51. Dans les circonstances de l'espèce, il y a lieu de mettre à la charge du centre hospitalier une somme de 2 000 euros à verser aux consorts K en application de l'article L. 761-1 du code de justice administrative, ainsi que la somme de 1 200 euros à verser à la caisse primaire d'assurance maladie de Roubaix-Tourcoing en application des mêmes dispositions.

D E C I D E:

Article 1 : Le centre hospitalier de Rambouillet est condamné à verser à M. D K la somme de 39 554,96 euros avec intérêts au taux légal à compter de la réception de la demande préalable du 14 janvier 2020. Les intérêts échus à la date du 10 septembre 2021 puis à chaque échéance annuelle à compter de cette date seront capitalisés à chacune de ces dates pour produire eux-mêmes intérêts.

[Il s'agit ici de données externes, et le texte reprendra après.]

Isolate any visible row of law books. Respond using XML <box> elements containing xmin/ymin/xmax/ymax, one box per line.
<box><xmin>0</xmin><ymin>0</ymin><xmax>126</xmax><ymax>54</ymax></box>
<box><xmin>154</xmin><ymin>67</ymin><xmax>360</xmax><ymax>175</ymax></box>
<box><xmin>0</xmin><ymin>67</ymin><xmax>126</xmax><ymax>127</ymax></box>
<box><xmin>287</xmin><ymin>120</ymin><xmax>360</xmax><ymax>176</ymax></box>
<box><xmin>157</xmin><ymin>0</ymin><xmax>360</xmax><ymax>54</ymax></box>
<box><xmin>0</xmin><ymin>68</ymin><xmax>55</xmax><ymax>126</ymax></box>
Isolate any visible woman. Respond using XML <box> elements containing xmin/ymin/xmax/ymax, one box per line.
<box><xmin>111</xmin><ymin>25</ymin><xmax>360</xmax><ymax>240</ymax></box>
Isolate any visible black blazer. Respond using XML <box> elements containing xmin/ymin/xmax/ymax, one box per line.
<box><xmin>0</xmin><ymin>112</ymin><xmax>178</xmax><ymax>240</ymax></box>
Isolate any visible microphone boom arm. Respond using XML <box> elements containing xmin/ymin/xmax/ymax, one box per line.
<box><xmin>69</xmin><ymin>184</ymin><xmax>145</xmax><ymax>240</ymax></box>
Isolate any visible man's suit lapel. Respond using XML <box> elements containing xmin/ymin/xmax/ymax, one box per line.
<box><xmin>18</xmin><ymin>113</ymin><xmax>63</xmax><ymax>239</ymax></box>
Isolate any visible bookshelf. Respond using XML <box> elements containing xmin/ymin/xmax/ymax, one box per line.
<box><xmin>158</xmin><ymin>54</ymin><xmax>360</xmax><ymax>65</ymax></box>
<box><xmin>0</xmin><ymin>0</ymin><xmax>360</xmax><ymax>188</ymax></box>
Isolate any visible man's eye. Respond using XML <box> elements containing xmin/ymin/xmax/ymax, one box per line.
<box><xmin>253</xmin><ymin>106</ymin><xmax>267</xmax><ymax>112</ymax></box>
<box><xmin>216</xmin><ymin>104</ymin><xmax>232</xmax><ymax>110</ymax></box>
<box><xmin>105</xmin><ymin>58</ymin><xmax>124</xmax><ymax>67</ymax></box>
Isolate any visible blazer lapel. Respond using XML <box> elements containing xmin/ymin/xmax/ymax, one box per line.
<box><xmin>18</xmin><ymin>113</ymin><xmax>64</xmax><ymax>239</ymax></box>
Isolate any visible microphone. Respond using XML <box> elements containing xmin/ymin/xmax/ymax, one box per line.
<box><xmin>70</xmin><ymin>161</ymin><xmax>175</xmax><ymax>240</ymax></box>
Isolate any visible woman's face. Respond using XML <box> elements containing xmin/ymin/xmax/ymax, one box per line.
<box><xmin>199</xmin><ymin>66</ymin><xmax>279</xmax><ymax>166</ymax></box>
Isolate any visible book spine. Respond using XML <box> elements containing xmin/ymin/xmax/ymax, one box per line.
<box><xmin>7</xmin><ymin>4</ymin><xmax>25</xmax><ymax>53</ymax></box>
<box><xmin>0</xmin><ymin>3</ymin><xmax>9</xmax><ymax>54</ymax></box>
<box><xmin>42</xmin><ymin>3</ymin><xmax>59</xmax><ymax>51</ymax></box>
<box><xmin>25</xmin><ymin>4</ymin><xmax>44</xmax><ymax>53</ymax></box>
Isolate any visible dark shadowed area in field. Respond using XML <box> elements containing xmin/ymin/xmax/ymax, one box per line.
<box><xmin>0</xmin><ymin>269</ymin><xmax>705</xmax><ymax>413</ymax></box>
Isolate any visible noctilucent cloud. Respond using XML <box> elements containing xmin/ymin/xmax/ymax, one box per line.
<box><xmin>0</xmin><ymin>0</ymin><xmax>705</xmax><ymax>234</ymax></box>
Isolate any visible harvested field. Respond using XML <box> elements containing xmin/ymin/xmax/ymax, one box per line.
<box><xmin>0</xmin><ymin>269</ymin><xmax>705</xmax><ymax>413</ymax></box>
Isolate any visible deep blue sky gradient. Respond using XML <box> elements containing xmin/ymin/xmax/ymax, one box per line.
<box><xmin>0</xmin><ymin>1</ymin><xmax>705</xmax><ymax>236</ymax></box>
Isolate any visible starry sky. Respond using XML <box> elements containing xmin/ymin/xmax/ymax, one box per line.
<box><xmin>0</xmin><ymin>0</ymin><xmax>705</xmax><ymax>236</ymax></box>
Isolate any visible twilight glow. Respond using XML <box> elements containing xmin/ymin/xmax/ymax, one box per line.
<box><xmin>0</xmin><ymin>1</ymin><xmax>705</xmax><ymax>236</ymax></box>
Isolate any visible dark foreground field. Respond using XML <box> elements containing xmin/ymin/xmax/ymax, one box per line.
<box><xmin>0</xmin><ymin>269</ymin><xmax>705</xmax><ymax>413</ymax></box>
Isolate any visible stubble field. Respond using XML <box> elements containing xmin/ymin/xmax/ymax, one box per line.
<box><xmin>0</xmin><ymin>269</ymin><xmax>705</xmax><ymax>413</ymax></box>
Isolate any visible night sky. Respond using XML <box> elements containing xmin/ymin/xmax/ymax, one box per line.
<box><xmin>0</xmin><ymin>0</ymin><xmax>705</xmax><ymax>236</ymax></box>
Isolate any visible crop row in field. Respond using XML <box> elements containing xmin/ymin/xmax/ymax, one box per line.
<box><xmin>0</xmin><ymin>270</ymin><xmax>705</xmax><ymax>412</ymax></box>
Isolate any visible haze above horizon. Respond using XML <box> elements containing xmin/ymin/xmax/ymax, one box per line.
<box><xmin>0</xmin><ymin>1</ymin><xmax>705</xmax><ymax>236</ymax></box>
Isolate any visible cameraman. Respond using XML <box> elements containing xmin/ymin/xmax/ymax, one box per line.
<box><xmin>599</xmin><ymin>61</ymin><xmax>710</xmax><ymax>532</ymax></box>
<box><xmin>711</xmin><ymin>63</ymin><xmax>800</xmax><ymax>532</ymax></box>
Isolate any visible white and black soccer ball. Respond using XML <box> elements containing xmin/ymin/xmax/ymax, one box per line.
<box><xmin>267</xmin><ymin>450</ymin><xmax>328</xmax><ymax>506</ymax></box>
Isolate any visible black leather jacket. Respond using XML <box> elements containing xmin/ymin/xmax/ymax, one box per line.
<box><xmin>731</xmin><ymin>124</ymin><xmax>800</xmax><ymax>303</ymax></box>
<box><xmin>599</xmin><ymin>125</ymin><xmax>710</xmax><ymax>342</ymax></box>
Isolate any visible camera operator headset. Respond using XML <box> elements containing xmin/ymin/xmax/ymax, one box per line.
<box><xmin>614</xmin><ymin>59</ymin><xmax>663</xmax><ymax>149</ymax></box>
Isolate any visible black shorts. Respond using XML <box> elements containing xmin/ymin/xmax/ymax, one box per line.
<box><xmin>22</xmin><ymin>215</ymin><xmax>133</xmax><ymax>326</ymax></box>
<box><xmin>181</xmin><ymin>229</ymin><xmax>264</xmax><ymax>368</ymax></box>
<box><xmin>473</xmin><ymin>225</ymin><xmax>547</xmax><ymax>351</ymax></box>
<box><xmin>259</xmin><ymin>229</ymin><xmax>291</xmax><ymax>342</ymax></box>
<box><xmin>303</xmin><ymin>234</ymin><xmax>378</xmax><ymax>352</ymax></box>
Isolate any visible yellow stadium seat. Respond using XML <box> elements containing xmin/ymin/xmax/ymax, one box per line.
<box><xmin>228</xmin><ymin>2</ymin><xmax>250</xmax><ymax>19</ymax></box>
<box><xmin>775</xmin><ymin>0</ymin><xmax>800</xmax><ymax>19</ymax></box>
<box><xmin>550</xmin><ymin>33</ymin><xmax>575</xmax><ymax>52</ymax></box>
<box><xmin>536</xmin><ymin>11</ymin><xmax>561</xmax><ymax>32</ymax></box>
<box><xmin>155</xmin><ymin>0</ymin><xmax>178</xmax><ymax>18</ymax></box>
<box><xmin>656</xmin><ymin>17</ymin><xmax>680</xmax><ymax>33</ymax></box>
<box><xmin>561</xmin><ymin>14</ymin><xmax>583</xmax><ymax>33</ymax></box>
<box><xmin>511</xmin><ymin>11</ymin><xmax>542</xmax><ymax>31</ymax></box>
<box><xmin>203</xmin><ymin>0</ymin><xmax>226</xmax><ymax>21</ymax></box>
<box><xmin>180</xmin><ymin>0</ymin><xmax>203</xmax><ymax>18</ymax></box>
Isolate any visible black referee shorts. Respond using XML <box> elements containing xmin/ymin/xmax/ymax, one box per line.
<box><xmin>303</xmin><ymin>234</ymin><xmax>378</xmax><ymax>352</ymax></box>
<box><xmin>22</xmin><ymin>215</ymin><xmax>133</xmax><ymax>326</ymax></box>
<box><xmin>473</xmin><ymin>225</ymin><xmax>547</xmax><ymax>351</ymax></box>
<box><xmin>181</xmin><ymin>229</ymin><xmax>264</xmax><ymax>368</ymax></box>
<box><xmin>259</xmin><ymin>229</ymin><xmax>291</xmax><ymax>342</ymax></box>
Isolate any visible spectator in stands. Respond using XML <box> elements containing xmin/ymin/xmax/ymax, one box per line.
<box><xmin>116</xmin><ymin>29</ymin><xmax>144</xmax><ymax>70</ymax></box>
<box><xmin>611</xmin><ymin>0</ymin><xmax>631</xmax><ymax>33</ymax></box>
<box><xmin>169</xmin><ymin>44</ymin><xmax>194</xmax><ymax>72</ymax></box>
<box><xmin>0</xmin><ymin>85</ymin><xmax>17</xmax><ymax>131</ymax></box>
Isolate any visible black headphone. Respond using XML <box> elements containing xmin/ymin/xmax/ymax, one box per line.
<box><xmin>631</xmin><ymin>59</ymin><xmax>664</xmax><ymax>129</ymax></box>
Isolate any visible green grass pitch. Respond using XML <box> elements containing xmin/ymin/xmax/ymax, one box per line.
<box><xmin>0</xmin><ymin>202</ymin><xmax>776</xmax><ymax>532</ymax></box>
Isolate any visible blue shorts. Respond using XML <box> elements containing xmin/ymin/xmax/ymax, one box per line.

Article 2 : Le centre hospitalier de Rambouillet est condamné à verser à Mme K la somme de 8 420 euros, avec intérêts au taux légal à compter de la réception de la demande préalable du 14 janvier 2020. Les intérêts échus à la date du 10 septembre 2021 puis à chaque échéance annuelle à compter de cette date seront capitalisés à chacune de ces dates pour produire eux-mêmes intérêts.

Article 3 : Le centre hospitalier de Rambouillet est condamné à verser à M. et Mme K la somme de 2 200 euros en qualité de représentants légaux de A et C K, à répartir également entre eux, avec intérêts au taux légal à compter de la réception de la demande préalable du 14 janvier 2020. Les intérêts échus à la date du 10 septembre 2021 puis à chaque échéance annuelle à compter de cette date seront capitalisés à chacune de ces dates pour produire eux-mêmes intérêts.

Article 4 : Le centre hospitalier de Rambouillet est condamné à verser à l'Etat la somme de 54 623,06 euros.

Article 5 : Le centre hospitalier de Rambouillet versera à la caisse primaire d'assurance maladie de Roubaix-Tourcoing la somme de 115 063,41 euros en remboursement de ses débours. Cette somme portera intérêt à compter du 10 juin 2024.

Article 6 : Le centre hospitalier de Rambouillet versera à la caisse primaire d'assurance maladie de Roubaix-Tourcoing la somme de 1 220 euros au titre de l'indemnité forfaitaire de gestion.

Article 7 : Le centre hospitalier de Rambouillet versera à la mutuelle Intériale la somme de 2 511,92 euros.

Article 8 : Le centre hospitalier de Rambouillet versera aux consorts K une somme de 2 000 euros au titre de l'article L. 761-1 du code de justice administrative.

Article 9 : Le centre hospitalier de Rambouillet versera à la caisse primaire d'assurance maladie de Roubaix-Tourcoing une somme de 1 200 euros au titre de l'article L. 761-1 du code de justice administrative.

Article 10 : Les conclusions des parties sont rejetées pour le surplus.

Article 11 : Le présent jugement sera notifié aux consorts K, au centre hospitalier de Rambouillet, à la caisse primaire d'assurance maladie de Roubaix-Tourcoing, au ministre de l'intérieur et des outre-mer et à la mutuelle Intériale.

Délibéré après l'audience du 23 janvier 2025, à laquelle siégeaient :

Mme Lellouch, présidente,

M. Gibelin, premier conseiller,

Mme Corthier, première conseillère.

Rendu public par mise à disposition du greffe le 6 février 2025.

La présidente-rapporteure,

signé

J. Lellouch

L'assesseur le plus ancien

dans l'ordre du tableau,

signé

F. Gibelin

La greffière,

signé

Y. Bouakkaz

La République mande et ordonne à la ministre du travail, de la santé, des solidarités et des familles en ce qui la concerne ou à tous commissaires de justice à ce requis en ce qui concerne les voies de droit commun contre les parties privées, de pourvoir à l'exécution de la présente décision.